Old vendettas, and no
details of them, or whose

heads were on the spikes. I
don’t want to go down this

sad, steep street, sidestepping
vendors of handbags and

leather belts, only to
be remembering those

flagellants. But at the
bottom is a grass plot,

railings, a gate, unlocked.
Look. Bas-reliefs beside

the Oratory door.
Obedience shoulders

her yoke. She stoops her head,
lifts her left hand, steadies

the beam across her neck.
Behind her right cheek, the

shaft cocks out, pinching
a wriggle of her hair

against her jaw, blustered
in her gusty headdress,

so that it comes poking
from a rippling pouch of

cloth and hair. She looks up.
She opens her mouth. She

is listening to the
smooth pole coming through the

kicking hair and cloth, close
underneath her ear.

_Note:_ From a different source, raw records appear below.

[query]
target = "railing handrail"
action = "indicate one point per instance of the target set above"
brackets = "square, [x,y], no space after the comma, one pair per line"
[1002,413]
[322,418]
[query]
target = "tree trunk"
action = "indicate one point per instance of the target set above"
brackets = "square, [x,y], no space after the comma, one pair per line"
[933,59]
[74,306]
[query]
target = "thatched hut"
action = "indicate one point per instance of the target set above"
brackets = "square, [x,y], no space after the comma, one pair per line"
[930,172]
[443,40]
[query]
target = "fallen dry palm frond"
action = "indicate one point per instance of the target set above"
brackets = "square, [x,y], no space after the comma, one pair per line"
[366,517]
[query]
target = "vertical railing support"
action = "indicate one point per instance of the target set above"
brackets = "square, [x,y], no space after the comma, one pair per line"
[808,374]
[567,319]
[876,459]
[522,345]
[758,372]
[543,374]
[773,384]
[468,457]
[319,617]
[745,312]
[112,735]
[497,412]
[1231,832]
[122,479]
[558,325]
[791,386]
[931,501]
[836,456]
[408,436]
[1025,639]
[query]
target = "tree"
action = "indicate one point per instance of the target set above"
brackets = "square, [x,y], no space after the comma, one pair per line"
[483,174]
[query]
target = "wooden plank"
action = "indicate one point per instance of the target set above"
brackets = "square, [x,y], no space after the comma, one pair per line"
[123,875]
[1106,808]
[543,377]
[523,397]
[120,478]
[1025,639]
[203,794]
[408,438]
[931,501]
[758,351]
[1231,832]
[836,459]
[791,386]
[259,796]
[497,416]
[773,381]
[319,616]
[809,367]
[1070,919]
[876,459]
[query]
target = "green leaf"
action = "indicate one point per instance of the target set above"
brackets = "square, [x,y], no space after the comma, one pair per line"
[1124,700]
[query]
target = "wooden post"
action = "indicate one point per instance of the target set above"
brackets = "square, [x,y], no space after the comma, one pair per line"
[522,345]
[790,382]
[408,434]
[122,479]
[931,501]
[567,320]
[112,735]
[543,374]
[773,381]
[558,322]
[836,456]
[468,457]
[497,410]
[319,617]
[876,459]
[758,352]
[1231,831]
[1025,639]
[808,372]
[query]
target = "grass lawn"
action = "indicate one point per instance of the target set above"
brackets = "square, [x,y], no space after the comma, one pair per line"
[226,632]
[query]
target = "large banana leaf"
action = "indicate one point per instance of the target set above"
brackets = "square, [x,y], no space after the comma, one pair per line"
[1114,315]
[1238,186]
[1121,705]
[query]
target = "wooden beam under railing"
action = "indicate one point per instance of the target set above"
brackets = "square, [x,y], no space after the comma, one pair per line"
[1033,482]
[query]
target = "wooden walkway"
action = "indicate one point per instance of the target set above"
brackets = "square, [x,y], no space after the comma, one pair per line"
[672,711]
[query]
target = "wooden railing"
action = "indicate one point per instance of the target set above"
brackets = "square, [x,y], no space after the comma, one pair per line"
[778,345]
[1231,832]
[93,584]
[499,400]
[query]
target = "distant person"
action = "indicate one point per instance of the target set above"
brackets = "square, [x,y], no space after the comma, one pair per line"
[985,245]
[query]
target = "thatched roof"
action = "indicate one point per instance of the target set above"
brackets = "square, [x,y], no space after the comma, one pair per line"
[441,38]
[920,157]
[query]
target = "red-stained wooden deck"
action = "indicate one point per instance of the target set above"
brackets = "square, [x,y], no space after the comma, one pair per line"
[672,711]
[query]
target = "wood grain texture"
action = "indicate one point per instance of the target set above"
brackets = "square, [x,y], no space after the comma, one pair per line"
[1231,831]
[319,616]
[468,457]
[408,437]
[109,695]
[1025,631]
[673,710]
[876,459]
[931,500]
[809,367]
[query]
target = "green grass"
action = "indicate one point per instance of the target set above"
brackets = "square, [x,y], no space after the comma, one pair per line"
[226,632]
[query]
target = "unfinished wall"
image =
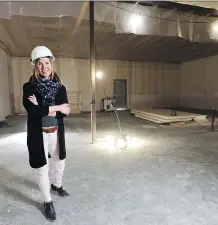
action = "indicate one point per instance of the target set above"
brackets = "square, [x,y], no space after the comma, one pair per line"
[5,88]
[155,85]
[199,83]
[148,84]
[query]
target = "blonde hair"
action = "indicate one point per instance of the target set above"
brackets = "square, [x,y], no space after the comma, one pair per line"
[35,73]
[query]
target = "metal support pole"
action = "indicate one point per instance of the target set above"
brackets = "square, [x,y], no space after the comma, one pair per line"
[92,69]
[213,118]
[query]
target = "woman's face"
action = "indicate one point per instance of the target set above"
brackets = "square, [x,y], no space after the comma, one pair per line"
[44,67]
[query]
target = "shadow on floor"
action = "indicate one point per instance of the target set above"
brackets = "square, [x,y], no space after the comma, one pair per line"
[11,181]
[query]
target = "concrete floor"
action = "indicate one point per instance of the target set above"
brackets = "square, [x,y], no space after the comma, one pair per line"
[167,176]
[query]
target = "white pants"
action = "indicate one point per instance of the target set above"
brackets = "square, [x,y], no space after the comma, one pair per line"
[51,146]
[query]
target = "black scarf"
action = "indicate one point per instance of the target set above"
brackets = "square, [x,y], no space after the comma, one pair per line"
[47,88]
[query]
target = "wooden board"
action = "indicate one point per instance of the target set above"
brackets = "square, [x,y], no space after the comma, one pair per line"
[163,115]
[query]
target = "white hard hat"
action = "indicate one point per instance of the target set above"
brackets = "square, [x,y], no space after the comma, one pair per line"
[40,52]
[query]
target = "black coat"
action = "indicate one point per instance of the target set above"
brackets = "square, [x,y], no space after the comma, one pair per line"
[35,113]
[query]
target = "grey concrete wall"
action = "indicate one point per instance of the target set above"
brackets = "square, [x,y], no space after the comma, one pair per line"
[199,83]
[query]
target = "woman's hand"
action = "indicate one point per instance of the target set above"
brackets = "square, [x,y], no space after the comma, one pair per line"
[33,99]
[52,114]
[64,108]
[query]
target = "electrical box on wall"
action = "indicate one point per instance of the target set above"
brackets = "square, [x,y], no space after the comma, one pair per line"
[107,104]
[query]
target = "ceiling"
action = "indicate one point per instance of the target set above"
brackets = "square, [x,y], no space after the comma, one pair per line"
[69,37]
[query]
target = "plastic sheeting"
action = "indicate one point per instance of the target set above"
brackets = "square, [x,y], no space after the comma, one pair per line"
[127,18]
[147,20]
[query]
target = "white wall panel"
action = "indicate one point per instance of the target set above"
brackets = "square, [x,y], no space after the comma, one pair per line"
[146,82]
[155,84]
[5,103]
[199,83]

She

tilts her head to feel the
disturbance eddy its

shadows against her face.
While, quick about, she is

bundling a tuck or two
of darkness where her right

hand catches up her cloak.
Her body rouses to

the surface, luminous
and streaming drapery.

What did I whip myself
with, tottering down the

Via dei Priori?
I spoke to no one. I

suppose that nobody
spoke to me. Probably

my envy sat at the
café tables. If so

I did not glance to see.
Now there is nothing on

spikes to hurry by. No
guilt in the voice or shame

in the eye. It is her
lovely marble, tawny

white, one rim of it scrazed
red, and many pearly

passages bruised with
dim mussel blue. She knows

that it behaves for her.
Her mouth is opening

but she is wondering
what I can find to say.

She is Obedience.
All of my audience.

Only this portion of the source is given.